• Sylvie Mesrine

Lutényl, Lutéran et sur-risque de méningiome: en attendant des recos en septembre 2020

L’étude du (GIS) EPI-PHARE, constitué par l’ANSM et la Cnam, confirme le sur-risque de méningiome chez les femmes exposées à ces médicaments macroprogestatifs, et met en évidence une augmentation importante du risque avec la dose utilisée, la durée du traitement et l’âge de la patiente. Ainsi, les femmes traitées plus de 6 mois par acétate de nomégestrol ou de chlormadinone sont exposées à un risque multiplié respectivement par 3,3 et 3,4 par rapport au risque de base, puis par 12,5 à partir d’une dose cumulée correspondant à 5 ans de traitement pour l’acétate de nomégestrol et par 7 à partir d’une dose cumulée correspondant à 3,5 ans d’utilisation de l’acétate de chlormadinone. Par ailleurs le risque de méningiome conduisant à une chirurgie intracrânienne augmente fortement avec l’âge : il est, par exemple, 3 fois plus élevé pour les femmes de 35 à 44 ans que pour celles de 25 à 34 ans.

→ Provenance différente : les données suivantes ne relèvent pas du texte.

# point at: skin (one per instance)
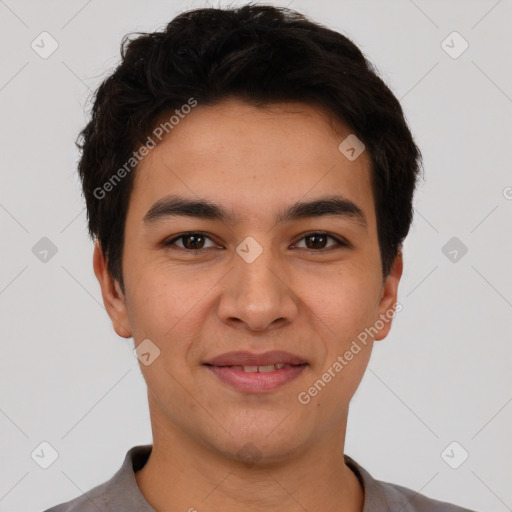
(313, 303)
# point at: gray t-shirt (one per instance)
(121, 493)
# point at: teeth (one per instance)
(261, 369)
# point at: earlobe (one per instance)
(113, 297)
(387, 306)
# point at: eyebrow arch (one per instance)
(173, 205)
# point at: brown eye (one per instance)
(190, 241)
(318, 242)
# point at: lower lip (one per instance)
(256, 382)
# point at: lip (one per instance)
(256, 382)
(225, 368)
(245, 358)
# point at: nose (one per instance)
(258, 296)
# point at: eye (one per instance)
(317, 242)
(192, 241)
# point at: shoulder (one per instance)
(383, 496)
(407, 500)
(92, 501)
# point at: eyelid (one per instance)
(340, 241)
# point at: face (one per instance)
(263, 277)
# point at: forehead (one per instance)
(253, 159)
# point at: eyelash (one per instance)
(339, 241)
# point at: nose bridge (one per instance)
(256, 294)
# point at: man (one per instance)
(249, 183)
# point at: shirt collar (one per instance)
(123, 485)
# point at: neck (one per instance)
(182, 474)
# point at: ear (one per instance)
(113, 297)
(389, 297)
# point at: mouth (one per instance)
(256, 373)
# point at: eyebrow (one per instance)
(172, 205)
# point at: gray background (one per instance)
(442, 375)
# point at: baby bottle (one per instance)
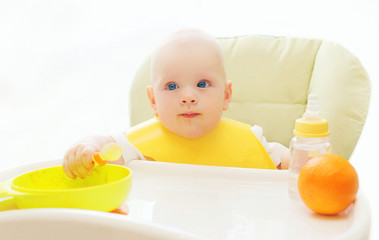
(311, 139)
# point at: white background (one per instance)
(65, 65)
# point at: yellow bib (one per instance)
(230, 144)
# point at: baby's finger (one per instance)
(66, 168)
(87, 157)
(72, 163)
(79, 166)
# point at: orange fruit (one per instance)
(328, 184)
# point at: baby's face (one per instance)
(189, 91)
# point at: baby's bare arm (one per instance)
(78, 159)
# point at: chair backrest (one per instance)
(272, 78)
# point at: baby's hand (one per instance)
(78, 159)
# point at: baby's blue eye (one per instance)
(203, 84)
(172, 86)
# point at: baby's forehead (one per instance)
(190, 40)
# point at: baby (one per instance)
(188, 94)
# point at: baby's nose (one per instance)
(189, 99)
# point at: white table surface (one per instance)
(190, 201)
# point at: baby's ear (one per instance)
(150, 94)
(228, 95)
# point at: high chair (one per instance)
(271, 80)
(272, 77)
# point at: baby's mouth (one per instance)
(190, 114)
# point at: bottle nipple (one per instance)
(312, 112)
(311, 124)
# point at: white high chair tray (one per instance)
(209, 202)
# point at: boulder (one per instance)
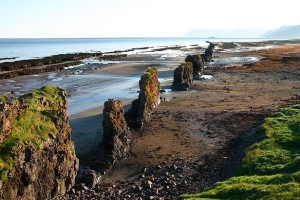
(149, 98)
(183, 77)
(116, 132)
(198, 65)
(208, 54)
(37, 156)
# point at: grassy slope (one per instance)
(271, 167)
(32, 127)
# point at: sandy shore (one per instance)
(193, 140)
(199, 136)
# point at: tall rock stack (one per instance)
(208, 54)
(116, 133)
(183, 77)
(37, 156)
(198, 65)
(149, 98)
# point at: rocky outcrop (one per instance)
(149, 98)
(208, 54)
(37, 157)
(48, 64)
(198, 65)
(116, 135)
(183, 77)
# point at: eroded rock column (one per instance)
(116, 133)
(149, 98)
(183, 77)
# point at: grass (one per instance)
(270, 168)
(35, 125)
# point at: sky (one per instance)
(139, 18)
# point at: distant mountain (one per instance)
(226, 33)
(284, 32)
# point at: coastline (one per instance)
(198, 131)
(202, 132)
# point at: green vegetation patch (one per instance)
(271, 167)
(35, 124)
(148, 84)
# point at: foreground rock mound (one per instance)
(197, 64)
(149, 98)
(116, 133)
(37, 157)
(183, 77)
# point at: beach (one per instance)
(195, 137)
(199, 136)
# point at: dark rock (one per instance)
(183, 77)
(149, 98)
(198, 65)
(116, 133)
(208, 54)
(41, 168)
(90, 178)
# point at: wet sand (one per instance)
(198, 138)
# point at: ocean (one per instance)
(22, 49)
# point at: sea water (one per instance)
(21, 49)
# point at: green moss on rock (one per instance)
(35, 123)
(271, 167)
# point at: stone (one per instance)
(116, 134)
(183, 77)
(198, 65)
(44, 169)
(148, 100)
(90, 178)
(208, 54)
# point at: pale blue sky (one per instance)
(139, 18)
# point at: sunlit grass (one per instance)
(32, 127)
(270, 168)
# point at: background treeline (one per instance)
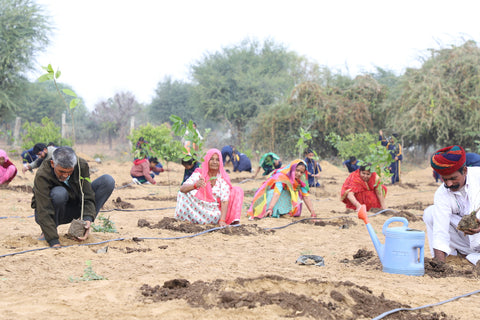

Les résultats de l’étude épidémiologique ont été présentés le 8 juin 2020 lors d’une réunion du comité scientifique dédié aux macroprogestatifs et au risque de méningiome. Compte tenu de ces nouvelles données et dans l’attente des mesures de réduction du risque à venir, les experts du comité ont émis des recommandations préliminaires d’utilisation et de surveillance du risque (Lien vers le RDD). Ils se sont prononcés en faveur du maintien de la commercialisation de ces médicaments en France au regard de leur intérêt thérapeutique dans certaines indications.

Ces recommandations seront discutées à l’occasion de la concertation avec les professionnels de santé et les patientes.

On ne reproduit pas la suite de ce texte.